Jessi Avilà : Artiste fluorescent
3 février 2022 // Arts Plastiques // 5014 vues // Nc : 145

Jessi Avilà est un jeune peintre qui a trouvé sa signature. Ses œuvres teintées de mille couleurs offrent un spectacle différent selon la luminosité. Le résultat est… brillant !

Celui qui, tout-petit, voulait être cuisinier s’est finalement tourné vers la peinture. Un peu au hasard ou presque. « Je suis tombé sur des tableaux très colorés de mon grand-père maternel et je pensais que c’était des photos. Non, mon grand-père faisait de la peinture. Dans ma tête, c’a été le déclic. » Il décide de prendre les pinceaux et ne s’arrête plus depuis 2010. Comme tout artiste, il cherche son style et tombe dans la peinture abstraite. En repensant à toutes les couleurs qu’il voyait sur les œuvres de son grand-père, il a l’idée d’utiliser des peintures fluorescentes et phosphorescentes, des œuvres qui apparaissent différemment selon la luminosité. « À la lumière du jour, c’est un tableau classique, avec un lampe ultraviolette, les couleurs s’illuminent et dans le noir total, seuls les personnages sont présents. Je ne pensais pas que cela allait donner trois rendus différents. » C’est aujourd’hui sa marque de fabrique. Un travail qu’il a pu exposer à La Teinturerie à Ampasanimalo en novembre dernier sous le thème Color Boom. 

« Je n’avais jamais pensé exposer mes œuvres. Je n’avais aucune idée de ce qu’était une exposition. Mais le public a été très réceptif. Certains étaient comme transportés en regardant mes tableaux, je ne pensais pas provoquer autant de réactions. » Les couleurs font partie intégrante de sa vie et de ses tableaux, reflétant la joie et le bonheur. Les personnages sont également omniprésents. « J’aime observer les visages. J’aime discuter avec les gens, j’ai une approche très facile. On retrouve des personnages dans tous mes tableaux. Mais chaque élément qui s’y trouve a une signification particulière. Par exemple, le rond représente la royauté. Je pourrais donner une explication claire, mais c’est quelque chose de personnel. » Malgré son jeune âge, Jessi ne cesse d’évoluer.
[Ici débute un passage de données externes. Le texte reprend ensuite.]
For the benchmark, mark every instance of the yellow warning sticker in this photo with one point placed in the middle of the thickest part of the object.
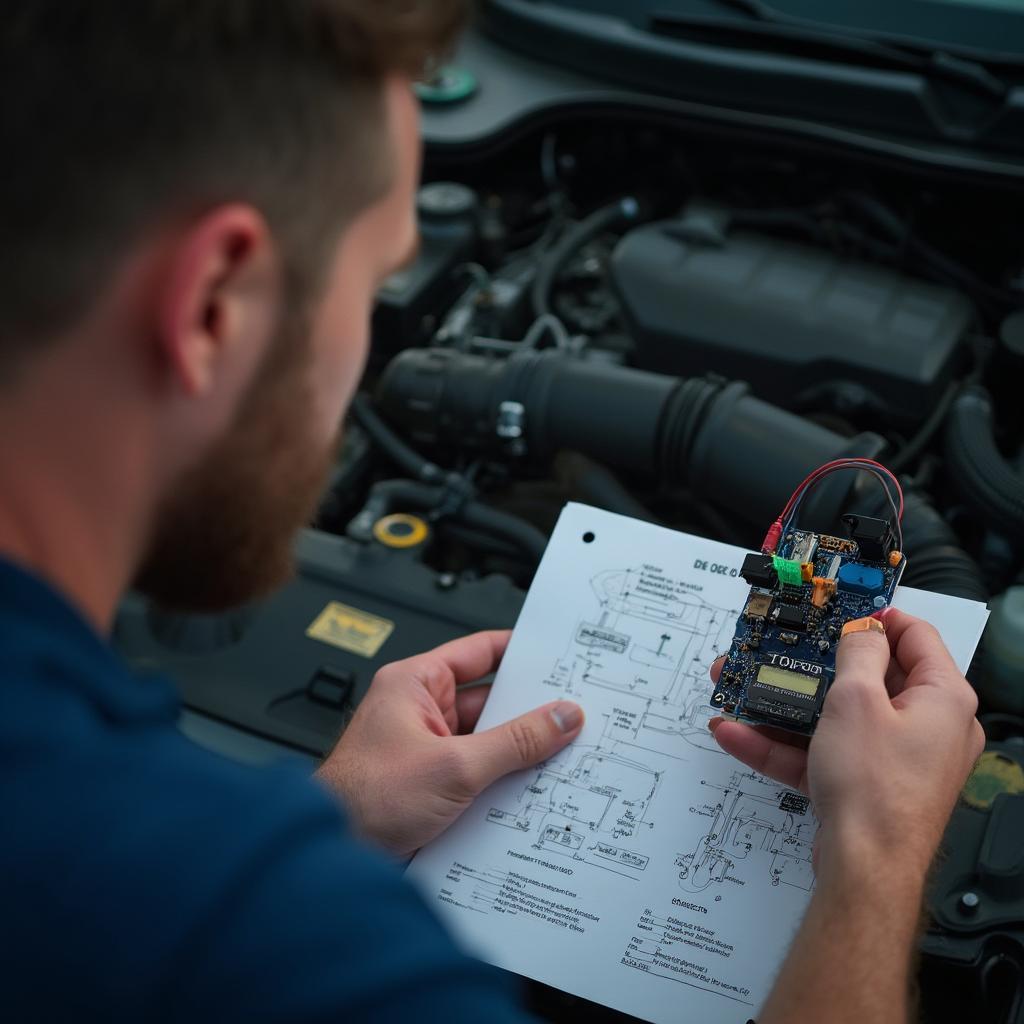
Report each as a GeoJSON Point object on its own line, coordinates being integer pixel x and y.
{"type": "Point", "coordinates": [350, 629]}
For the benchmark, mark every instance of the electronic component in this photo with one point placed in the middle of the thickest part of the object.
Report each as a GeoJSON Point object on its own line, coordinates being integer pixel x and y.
{"type": "Point", "coordinates": [788, 570]}
{"type": "Point", "coordinates": [873, 537]}
{"type": "Point", "coordinates": [824, 590]}
{"type": "Point", "coordinates": [757, 606]}
{"type": "Point", "coordinates": [804, 548]}
{"type": "Point", "coordinates": [805, 589]}
{"type": "Point", "coordinates": [861, 579]}
{"type": "Point", "coordinates": [788, 616]}
{"type": "Point", "coordinates": [836, 544]}
{"type": "Point", "coordinates": [758, 570]}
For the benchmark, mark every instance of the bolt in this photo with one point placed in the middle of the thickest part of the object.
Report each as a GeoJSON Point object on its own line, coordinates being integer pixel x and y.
{"type": "Point", "coordinates": [969, 902]}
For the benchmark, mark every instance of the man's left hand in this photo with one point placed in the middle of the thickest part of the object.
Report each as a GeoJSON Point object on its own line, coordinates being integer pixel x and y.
{"type": "Point", "coordinates": [409, 764]}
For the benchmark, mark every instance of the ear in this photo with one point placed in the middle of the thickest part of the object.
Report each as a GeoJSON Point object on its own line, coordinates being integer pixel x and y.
{"type": "Point", "coordinates": [218, 289]}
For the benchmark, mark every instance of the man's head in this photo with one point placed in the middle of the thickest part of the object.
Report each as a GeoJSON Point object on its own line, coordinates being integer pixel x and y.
{"type": "Point", "coordinates": [205, 195]}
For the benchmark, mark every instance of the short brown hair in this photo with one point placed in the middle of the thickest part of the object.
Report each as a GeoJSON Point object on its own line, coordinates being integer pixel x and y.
{"type": "Point", "coordinates": [122, 114]}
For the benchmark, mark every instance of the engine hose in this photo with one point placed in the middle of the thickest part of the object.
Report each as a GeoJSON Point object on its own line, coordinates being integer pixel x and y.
{"type": "Point", "coordinates": [620, 214]}
{"type": "Point", "coordinates": [393, 446]}
{"type": "Point", "coordinates": [710, 436]}
{"type": "Point", "coordinates": [390, 495]}
{"type": "Point", "coordinates": [984, 478]}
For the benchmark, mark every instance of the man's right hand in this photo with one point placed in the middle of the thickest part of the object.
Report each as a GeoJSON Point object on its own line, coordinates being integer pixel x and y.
{"type": "Point", "coordinates": [895, 742]}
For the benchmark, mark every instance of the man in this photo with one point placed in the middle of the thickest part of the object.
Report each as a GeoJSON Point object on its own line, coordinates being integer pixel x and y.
{"type": "Point", "coordinates": [199, 201]}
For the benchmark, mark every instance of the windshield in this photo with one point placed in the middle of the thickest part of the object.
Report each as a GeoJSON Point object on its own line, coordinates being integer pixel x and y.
{"type": "Point", "coordinates": [979, 27]}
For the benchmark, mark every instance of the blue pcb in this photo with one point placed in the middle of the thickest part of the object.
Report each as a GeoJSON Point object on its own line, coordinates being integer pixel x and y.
{"type": "Point", "coordinates": [782, 658]}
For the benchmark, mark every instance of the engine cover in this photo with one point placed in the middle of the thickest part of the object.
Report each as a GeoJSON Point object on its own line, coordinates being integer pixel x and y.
{"type": "Point", "coordinates": [790, 318]}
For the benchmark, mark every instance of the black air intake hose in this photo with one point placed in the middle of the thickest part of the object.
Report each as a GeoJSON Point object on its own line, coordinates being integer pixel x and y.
{"type": "Point", "coordinates": [935, 560]}
{"type": "Point", "coordinates": [985, 479]}
{"type": "Point", "coordinates": [709, 435]}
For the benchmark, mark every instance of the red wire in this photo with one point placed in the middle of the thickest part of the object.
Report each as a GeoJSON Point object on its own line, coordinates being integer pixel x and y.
{"type": "Point", "coordinates": [774, 531]}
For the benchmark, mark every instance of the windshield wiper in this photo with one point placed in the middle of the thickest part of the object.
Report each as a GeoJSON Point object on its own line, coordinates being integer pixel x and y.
{"type": "Point", "coordinates": [764, 28]}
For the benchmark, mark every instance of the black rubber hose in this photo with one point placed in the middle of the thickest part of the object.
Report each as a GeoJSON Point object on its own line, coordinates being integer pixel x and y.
{"type": "Point", "coordinates": [390, 495]}
{"type": "Point", "coordinates": [714, 438]}
{"type": "Point", "coordinates": [393, 446]}
{"type": "Point", "coordinates": [598, 485]}
{"type": "Point", "coordinates": [980, 472]}
{"type": "Point", "coordinates": [620, 214]}
{"type": "Point", "coordinates": [935, 559]}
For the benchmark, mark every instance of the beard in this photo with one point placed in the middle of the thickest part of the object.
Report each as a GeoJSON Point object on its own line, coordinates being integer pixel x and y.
{"type": "Point", "coordinates": [223, 536]}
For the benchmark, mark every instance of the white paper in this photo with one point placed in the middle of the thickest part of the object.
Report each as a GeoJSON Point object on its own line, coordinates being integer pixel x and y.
{"type": "Point", "coordinates": [642, 867]}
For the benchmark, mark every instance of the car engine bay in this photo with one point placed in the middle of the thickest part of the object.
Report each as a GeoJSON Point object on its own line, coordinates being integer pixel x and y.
{"type": "Point", "coordinates": [673, 321]}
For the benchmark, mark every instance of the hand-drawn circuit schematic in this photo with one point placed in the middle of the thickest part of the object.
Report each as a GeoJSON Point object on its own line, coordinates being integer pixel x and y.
{"type": "Point", "coordinates": [653, 638]}
{"type": "Point", "coordinates": [756, 823]}
{"type": "Point", "coordinates": [650, 641]}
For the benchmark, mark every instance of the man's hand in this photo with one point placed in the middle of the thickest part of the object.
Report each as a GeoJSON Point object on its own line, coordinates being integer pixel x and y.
{"type": "Point", "coordinates": [894, 745]}
{"type": "Point", "coordinates": [406, 765]}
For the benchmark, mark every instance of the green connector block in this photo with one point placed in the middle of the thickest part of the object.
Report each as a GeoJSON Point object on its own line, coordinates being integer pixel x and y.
{"type": "Point", "coordinates": [788, 571]}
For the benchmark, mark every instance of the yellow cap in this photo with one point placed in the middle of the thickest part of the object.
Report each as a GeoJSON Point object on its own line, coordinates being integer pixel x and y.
{"type": "Point", "coordinates": [400, 530]}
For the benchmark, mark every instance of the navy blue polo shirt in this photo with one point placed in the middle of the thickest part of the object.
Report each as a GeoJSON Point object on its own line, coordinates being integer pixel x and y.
{"type": "Point", "coordinates": [145, 879]}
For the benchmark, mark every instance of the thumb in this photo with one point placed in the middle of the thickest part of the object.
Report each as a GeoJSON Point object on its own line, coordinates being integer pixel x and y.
{"type": "Point", "coordinates": [520, 743]}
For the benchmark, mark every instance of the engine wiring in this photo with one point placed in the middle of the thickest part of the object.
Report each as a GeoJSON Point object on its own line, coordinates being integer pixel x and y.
{"type": "Point", "coordinates": [788, 516]}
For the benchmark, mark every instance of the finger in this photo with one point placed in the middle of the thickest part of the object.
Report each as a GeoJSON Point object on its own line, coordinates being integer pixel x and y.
{"type": "Point", "coordinates": [776, 759]}
{"type": "Point", "coordinates": [473, 656]}
{"type": "Point", "coordinates": [440, 670]}
{"type": "Point", "coordinates": [520, 743]}
{"type": "Point", "coordinates": [469, 702]}
{"type": "Point", "coordinates": [920, 651]}
{"type": "Point", "coordinates": [862, 659]}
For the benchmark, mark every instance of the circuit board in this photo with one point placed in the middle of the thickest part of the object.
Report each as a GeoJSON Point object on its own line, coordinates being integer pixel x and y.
{"type": "Point", "coordinates": [782, 658]}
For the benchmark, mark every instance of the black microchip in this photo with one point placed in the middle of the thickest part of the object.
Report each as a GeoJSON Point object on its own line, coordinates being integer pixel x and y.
{"type": "Point", "coordinates": [780, 710]}
{"type": "Point", "coordinates": [759, 570]}
{"type": "Point", "coordinates": [794, 802]}
{"type": "Point", "coordinates": [788, 616]}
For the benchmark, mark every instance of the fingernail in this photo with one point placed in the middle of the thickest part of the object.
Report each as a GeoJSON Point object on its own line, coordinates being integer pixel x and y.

Sa rencontre avec différents artistes lui a permis de se familiariser dans le street art. Depuis quelques temps, il se plaît à réaliser des fresques sur les murs de la ville. Pour sa prochaine exposition le jeune artiste proposera un concept différent. En 2021, il a beaucoup voyagé dans différentes villes de Madagascar pour des performances, des rencontres et des nouvelles expériences. « Grâce au projet multidisciplinaire EKA avec le chanteur Marco, le danseur et chorégraphe Harivola Rakotondrasoa, je me suis mis à la danse contemporaine. Je vais exploiter cela pour mon projet, mélanger la danse et la peinture. Finalement, dans la danse, je retrouve les formes et les histoires, comme dans la cuisine je retrouve les couleurs. »


Aina Zo Raberanto

Hintsy
Acrylique 160 x 160
« C’est le fait de rester simple qui vous rend exceptionnel. »
Aho
Acrylique 160 x 160
« N’attends pas l’instant parfait, saisis l’instant et rends-le parfait. »
Kité  
Acrylic 160 x160
« Fais ce qui te rend heureux, sois avec ceux qui te font sourire. »
Fimé
Acrylique 160 x 160 cm
« Ris autant que tu respires et aime aussi longtemps que tu vivras. »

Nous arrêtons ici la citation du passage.